Published on 12:00 AM, September 14, 2018

War in yemen

A 'living hell' for children

UN warns of worsening humanitarian crisis after collapse of peace talks

  • Hundreds of thousands of lives at risk as key rebel supply route cut 
  • US says Saudi, UAE working to cut risks to Yemen civilians
  • In U-turn, Spain to deliver laser-guided bombs to Saudis

 

Yemen's humanitarian situation has worsened rapidly since UN peace talks collapsed endangering hundreds of thousands of lives especially the children.

“The situation has deteriorated dramatically in the past few days.

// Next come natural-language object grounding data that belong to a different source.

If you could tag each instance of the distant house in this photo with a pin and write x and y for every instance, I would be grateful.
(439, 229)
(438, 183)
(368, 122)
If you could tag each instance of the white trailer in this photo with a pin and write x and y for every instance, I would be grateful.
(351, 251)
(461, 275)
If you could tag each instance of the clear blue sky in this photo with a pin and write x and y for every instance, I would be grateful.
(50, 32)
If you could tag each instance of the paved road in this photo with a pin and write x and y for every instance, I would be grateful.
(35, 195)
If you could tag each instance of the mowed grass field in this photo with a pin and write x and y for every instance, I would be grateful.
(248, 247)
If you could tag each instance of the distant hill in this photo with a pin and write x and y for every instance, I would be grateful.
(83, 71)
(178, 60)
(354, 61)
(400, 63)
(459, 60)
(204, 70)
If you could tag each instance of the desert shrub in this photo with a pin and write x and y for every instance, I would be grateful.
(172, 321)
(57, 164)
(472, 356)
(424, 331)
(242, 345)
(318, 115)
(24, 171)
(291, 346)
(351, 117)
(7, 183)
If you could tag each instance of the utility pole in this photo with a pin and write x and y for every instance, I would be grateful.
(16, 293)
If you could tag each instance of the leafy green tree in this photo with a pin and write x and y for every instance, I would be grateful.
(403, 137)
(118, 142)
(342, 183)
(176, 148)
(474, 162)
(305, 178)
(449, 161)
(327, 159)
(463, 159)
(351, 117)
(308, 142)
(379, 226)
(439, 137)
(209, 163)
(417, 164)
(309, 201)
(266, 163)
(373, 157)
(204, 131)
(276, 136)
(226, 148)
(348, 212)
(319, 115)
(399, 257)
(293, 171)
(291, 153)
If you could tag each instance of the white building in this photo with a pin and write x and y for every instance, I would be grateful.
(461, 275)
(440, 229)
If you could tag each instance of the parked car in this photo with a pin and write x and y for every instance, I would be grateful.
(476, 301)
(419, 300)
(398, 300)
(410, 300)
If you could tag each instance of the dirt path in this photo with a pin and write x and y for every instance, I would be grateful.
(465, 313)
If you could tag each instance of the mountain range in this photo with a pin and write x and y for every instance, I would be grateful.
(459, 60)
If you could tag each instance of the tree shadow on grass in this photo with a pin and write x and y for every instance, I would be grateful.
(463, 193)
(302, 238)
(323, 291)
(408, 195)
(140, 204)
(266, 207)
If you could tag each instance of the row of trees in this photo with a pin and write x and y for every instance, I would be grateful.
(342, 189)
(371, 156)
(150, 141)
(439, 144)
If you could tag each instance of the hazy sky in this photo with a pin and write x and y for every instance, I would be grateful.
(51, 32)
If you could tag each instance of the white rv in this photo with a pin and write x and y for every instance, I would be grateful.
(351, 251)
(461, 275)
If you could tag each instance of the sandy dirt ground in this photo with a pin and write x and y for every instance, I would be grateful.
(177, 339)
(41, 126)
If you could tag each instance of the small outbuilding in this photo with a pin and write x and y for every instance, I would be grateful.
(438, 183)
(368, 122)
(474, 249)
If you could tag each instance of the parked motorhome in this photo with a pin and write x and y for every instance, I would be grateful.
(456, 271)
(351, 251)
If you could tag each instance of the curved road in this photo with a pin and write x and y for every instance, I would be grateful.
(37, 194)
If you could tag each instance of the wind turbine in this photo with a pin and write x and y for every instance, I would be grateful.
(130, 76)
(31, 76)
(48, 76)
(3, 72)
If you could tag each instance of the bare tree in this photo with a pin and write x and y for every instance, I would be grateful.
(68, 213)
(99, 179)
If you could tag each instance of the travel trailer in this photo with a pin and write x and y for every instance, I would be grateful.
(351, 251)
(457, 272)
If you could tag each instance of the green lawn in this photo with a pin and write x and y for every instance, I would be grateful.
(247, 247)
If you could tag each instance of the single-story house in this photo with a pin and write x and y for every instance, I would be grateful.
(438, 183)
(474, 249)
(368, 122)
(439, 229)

Families are absolutely terrified by the bombardment, shelling and airstrikes,” the UN humanitarian coordinator Lise Grande said in a statement.

Yesterday, the Saudi-led military coalition attacking Houthi rebels seized the main road into the strategic port city of Hodeida, weakening Houthi control over the supply of humanitarian aid into the country.

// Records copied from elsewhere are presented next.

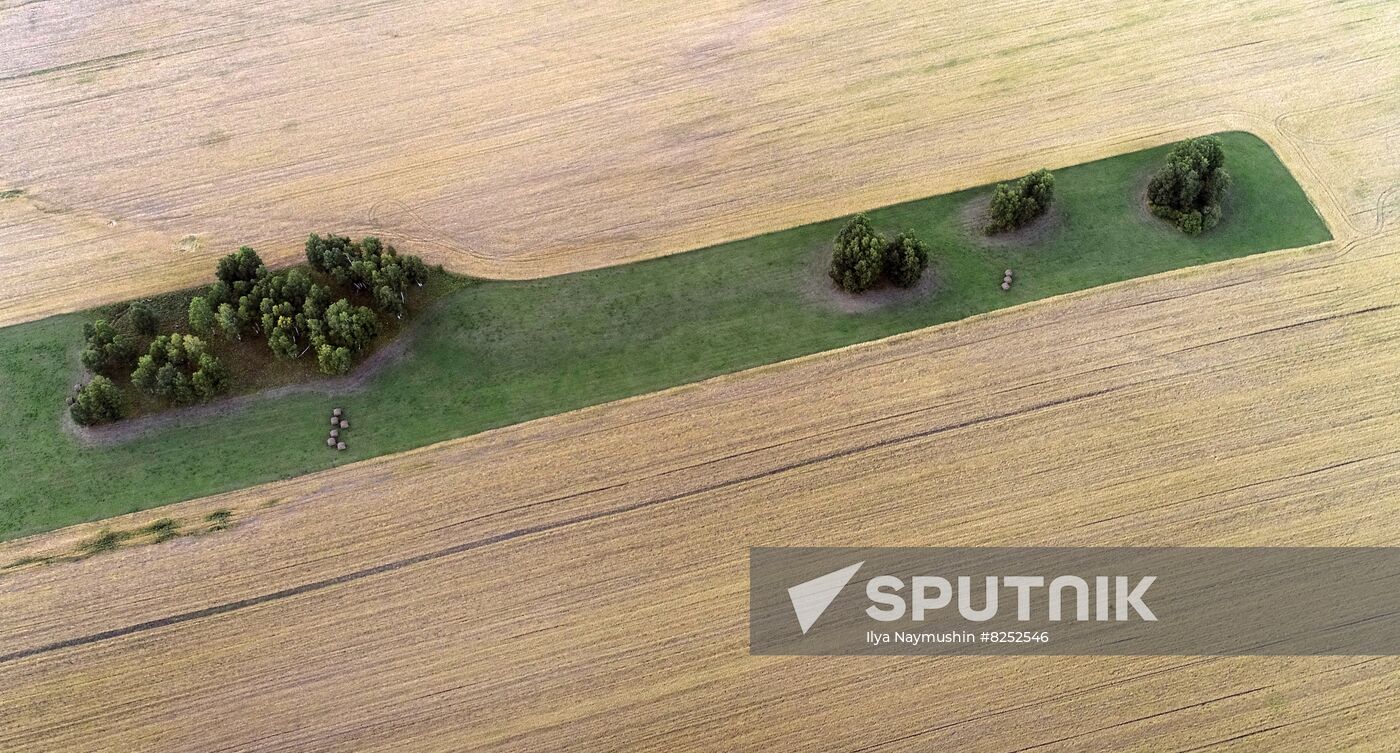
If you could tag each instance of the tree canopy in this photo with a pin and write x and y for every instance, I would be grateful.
(861, 258)
(105, 350)
(98, 402)
(1192, 185)
(858, 256)
(1018, 203)
(181, 368)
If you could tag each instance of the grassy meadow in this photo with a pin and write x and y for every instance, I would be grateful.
(497, 353)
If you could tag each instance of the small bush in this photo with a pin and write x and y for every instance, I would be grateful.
(1015, 205)
(107, 350)
(858, 256)
(219, 519)
(1190, 186)
(107, 540)
(98, 402)
(163, 529)
(200, 315)
(142, 318)
(906, 258)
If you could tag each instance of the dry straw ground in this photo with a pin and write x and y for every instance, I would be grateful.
(578, 582)
(513, 140)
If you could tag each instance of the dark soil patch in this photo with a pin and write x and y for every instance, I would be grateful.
(972, 217)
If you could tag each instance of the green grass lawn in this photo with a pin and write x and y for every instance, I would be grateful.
(503, 352)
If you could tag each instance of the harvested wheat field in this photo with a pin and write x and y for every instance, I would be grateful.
(514, 140)
(578, 582)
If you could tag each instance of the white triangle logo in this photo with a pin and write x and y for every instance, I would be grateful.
(811, 598)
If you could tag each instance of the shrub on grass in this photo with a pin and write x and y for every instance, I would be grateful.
(98, 402)
(858, 256)
(906, 258)
(1190, 186)
(200, 315)
(1015, 205)
(142, 318)
(107, 350)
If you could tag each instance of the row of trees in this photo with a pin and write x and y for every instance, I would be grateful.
(290, 310)
(181, 368)
(296, 314)
(1018, 203)
(1190, 186)
(861, 258)
(177, 367)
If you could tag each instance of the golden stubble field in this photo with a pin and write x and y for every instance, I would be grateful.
(578, 582)
(518, 139)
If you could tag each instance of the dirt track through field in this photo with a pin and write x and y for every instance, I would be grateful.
(578, 582)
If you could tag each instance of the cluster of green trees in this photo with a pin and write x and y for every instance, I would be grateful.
(181, 368)
(1190, 186)
(296, 314)
(1014, 205)
(98, 402)
(370, 268)
(861, 258)
(290, 310)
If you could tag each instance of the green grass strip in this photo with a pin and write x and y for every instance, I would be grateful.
(499, 353)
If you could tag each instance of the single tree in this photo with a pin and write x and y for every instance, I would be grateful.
(1192, 185)
(906, 258)
(1017, 203)
(858, 256)
(105, 350)
(98, 402)
(228, 322)
(142, 318)
(200, 315)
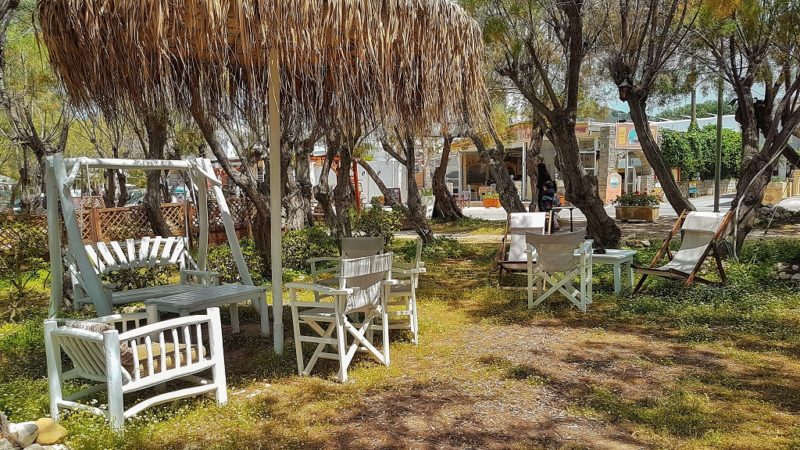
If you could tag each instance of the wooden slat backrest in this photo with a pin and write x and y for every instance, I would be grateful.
(147, 252)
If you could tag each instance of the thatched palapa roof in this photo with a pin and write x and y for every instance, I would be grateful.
(343, 62)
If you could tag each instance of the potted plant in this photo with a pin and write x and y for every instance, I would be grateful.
(428, 200)
(637, 206)
(491, 200)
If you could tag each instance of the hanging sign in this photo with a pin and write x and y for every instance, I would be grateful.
(613, 187)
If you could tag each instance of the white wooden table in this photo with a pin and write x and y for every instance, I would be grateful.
(192, 300)
(618, 259)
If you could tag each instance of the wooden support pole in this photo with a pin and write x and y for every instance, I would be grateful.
(275, 197)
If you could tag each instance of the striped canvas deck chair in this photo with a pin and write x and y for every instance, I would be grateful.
(362, 291)
(569, 254)
(701, 233)
(511, 258)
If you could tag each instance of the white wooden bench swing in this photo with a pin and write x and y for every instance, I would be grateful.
(131, 352)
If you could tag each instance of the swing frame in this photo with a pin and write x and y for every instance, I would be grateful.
(60, 176)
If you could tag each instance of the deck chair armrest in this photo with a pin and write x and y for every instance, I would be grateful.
(319, 288)
(320, 259)
(412, 271)
(119, 318)
(209, 276)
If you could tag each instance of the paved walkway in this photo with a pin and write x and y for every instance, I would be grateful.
(665, 210)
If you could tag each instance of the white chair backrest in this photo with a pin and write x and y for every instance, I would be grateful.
(519, 224)
(358, 247)
(366, 275)
(145, 252)
(557, 251)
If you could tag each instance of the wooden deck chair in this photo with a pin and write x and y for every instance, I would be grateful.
(511, 258)
(402, 302)
(122, 356)
(363, 288)
(567, 253)
(701, 232)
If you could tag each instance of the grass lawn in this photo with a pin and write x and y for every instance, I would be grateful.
(669, 368)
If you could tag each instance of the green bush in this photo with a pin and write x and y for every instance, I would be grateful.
(376, 221)
(20, 263)
(140, 277)
(300, 245)
(693, 151)
(221, 260)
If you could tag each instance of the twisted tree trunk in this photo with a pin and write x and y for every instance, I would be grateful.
(155, 124)
(652, 152)
(581, 188)
(495, 157)
(532, 155)
(322, 191)
(388, 196)
(416, 211)
(446, 207)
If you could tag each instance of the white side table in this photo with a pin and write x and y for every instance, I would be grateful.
(617, 258)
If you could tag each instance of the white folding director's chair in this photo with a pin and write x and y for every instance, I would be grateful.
(364, 285)
(511, 257)
(567, 253)
(402, 301)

“The mills in Hodeida feed millions of people,” Grande said. “We're particularly worried about the Red Sea mill, which currently has 45,000 metric tonnes of food inside, enough to feed 3.5 million people for a month. If the mills are damaged or disrupted, the human cost will be incalculable,” she said.

And the war’s largest victims are children.

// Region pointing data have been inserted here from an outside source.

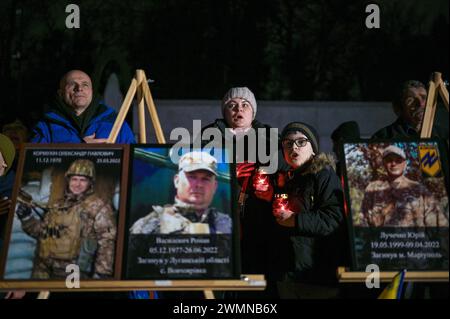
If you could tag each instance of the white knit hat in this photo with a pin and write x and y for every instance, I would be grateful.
(243, 93)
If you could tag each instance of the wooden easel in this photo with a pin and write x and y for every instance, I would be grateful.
(139, 87)
(436, 85)
(347, 276)
(344, 274)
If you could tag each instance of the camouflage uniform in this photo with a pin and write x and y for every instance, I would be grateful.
(403, 203)
(78, 229)
(181, 218)
(74, 232)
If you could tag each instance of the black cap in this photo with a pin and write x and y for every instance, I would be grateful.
(307, 130)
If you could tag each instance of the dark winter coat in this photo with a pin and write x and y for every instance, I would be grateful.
(59, 127)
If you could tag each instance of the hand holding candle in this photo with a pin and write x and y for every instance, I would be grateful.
(281, 210)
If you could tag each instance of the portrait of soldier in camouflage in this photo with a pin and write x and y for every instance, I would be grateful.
(191, 213)
(79, 228)
(399, 201)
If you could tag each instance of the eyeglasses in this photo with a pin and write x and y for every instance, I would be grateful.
(233, 104)
(300, 142)
(394, 159)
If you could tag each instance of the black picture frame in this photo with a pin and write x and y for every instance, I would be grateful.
(407, 241)
(175, 255)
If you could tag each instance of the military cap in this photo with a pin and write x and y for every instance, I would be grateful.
(194, 161)
(394, 150)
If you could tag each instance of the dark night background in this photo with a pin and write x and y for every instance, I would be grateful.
(193, 49)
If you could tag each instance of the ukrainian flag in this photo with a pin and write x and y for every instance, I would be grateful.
(395, 288)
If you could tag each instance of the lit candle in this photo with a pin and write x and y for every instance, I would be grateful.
(261, 181)
(281, 202)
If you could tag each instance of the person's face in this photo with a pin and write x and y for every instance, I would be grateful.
(76, 90)
(395, 165)
(294, 154)
(78, 184)
(414, 106)
(17, 137)
(196, 188)
(238, 113)
(3, 165)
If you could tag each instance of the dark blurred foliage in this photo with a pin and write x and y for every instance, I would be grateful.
(281, 49)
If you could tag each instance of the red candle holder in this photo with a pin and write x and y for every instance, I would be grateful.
(261, 181)
(281, 202)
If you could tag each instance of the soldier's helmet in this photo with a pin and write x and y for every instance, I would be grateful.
(194, 161)
(82, 167)
(392, 149)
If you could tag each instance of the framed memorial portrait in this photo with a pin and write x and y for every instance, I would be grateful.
(397, 201)
(67, 214)
(181, 221)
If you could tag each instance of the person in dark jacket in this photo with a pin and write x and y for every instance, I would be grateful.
(239, 110)
(312, 212)
(409, 105)
(77, 116)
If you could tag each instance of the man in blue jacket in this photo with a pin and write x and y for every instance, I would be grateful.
(77, 116)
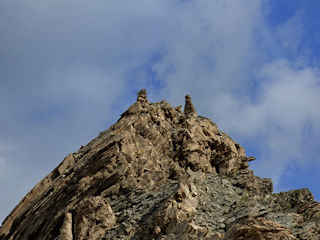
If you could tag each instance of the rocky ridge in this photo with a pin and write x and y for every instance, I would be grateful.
(160, 173)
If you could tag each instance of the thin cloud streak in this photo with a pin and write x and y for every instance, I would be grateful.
(69, 68)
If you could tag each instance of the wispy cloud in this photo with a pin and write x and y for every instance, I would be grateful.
(68, 68)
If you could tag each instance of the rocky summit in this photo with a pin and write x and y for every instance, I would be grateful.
(161, 173)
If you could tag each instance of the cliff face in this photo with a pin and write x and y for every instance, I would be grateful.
(160, 173)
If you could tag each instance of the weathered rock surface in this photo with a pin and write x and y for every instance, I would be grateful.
(160, 173)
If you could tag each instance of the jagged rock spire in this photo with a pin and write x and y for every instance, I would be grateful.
(188, 107)
(142, 96)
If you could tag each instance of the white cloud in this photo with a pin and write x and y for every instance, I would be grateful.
(68, 63)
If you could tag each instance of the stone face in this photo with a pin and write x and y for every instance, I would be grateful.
(160, 173)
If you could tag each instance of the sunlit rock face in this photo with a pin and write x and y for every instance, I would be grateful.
(161, 173)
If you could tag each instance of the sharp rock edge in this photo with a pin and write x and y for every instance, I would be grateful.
(161, 173)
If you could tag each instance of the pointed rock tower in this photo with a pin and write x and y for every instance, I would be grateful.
(160, 173)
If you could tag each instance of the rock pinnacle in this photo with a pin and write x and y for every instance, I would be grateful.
(142, 96)
(188, 107)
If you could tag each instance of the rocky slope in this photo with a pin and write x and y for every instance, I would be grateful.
(161, 173)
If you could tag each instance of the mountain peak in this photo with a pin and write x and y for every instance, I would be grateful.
(160, 173)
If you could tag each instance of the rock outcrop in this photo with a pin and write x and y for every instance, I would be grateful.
(160, 173)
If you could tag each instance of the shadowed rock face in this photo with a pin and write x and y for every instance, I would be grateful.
(160, 173)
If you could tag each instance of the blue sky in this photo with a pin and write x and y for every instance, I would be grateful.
(68, 69)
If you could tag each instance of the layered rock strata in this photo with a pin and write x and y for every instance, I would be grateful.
(160, 173)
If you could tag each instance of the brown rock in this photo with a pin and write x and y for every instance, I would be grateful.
(158, 173)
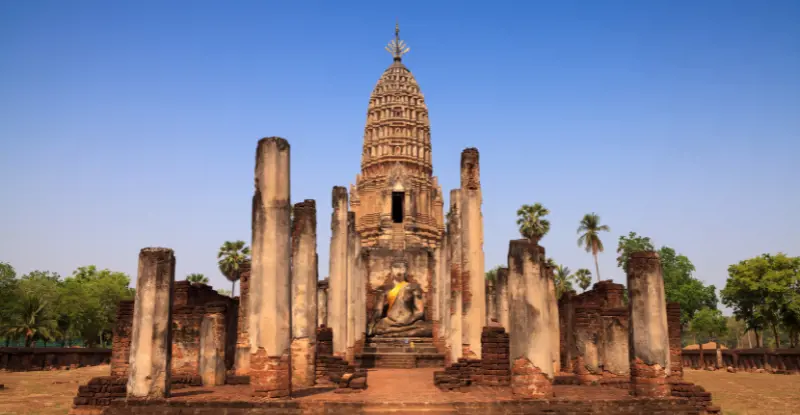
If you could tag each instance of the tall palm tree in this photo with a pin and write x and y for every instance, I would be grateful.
(563, 280)
(33, 321)
(197, 278)
(584, 278)
(531, 222)
(232, 255)
(590, 229)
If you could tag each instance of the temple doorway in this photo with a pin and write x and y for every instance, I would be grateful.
(397, 206)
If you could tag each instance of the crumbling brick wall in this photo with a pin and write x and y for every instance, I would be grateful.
(494, 369)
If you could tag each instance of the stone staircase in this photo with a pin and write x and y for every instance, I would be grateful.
(400, 353)
(398, 237)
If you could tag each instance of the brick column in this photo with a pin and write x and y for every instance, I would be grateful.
(531, 355)
(675, 349)
(149, 370)
(304, 293)
(337, 293)
(121, 342)
(501, 297)
(212, 344)
(242, 357)
(270, 280)
(649, 338)
(473, 272)
(456, 335)
(322, 303)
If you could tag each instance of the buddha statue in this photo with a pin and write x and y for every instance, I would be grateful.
(400, 308)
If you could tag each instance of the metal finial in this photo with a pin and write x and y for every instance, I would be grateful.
(397, 47)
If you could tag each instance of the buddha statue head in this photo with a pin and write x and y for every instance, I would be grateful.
(399, 270)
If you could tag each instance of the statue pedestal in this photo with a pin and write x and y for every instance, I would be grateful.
(399, 353)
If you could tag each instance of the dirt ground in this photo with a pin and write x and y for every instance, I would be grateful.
(750, 393)
(44, 392)
(51, 392)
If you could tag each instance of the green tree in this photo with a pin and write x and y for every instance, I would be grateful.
(563, 280)
(584, 278)
(760, 290)
(531, 222)
(32, 321)
(711, 324)
(630, 244)
(232, 256)
(589, 231)
(197, 278)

In the malnutrition ward of a hospital in the Yemeni capital Sanaa, doctors weigh toddlers with protruding rib cages and skeletal limbs.

Twenty children, most under the age of two, being treated at the ward in Sab'een Hospital are among hundreds of thousands of children suffering from severe malnutrition in the impoverished country that has been ravaged by a more than three years of war.

"The conflict has made Yemen a living hell for its children," Meritxell Relano, UNICEF Representative in Yemen, told Reuters.

She said more than 11 million children, or about 80 percent of the country's population under the age of 18, were facing the threat of food shortages, disease, displacement and acute lack of access to basic social services.

"An estimated 1.8 million children are malnourished in the country. Nearly 400,000 of them are severely acute malnourished and they are fighting for their lives every day."

A coalition of Sunni Muslim Arab states, led by Saudi Arabia and the United Arab Emirates, intervened in Yemen's war in 2015 against the Iranian-aligned Houthis after they drove the internationally recognised government out of the capital Sanaa.

The war has unleashed the world's most urgent humanitarian crisis in the nation of 28 million, where 8.4 million people are believed to be on the verge of starvation and 22 million people are dependent on aid.

The coalition has imposed stringent measures on imports into Yemen to prevent the Houthis from smuggling weapons but the checks have slowed the flow of commercial goods and vital aid into the country.

"The situation of the families without jobs, without income and in the middle of the war, is catastrophic," Relano said.

"The human cost and the humanitarian impact of this conflict is unjustifiable," Lise Grande said in a statement yesterday.

"Parties to the conflict are obliged to do absolutely everything possible to protect civilians and civilian infrastructure and ensure people have access to the aid they are entitled to and need to survive."

Amid criticism of Saudi-led campaign, Spain yesterday said it will go ahead with the controversial delivery of 400 laser-guided bombs to Saudi Arabia.

And US Secretary of State Mike Pompeo has "certified" that Saudi Arabia and the United Arab Emirates are working to reduce risks to civilian life in Yemen .

The measure comes amid a string of high-profile coalition strikes that have killed scores of civilians, many of them children.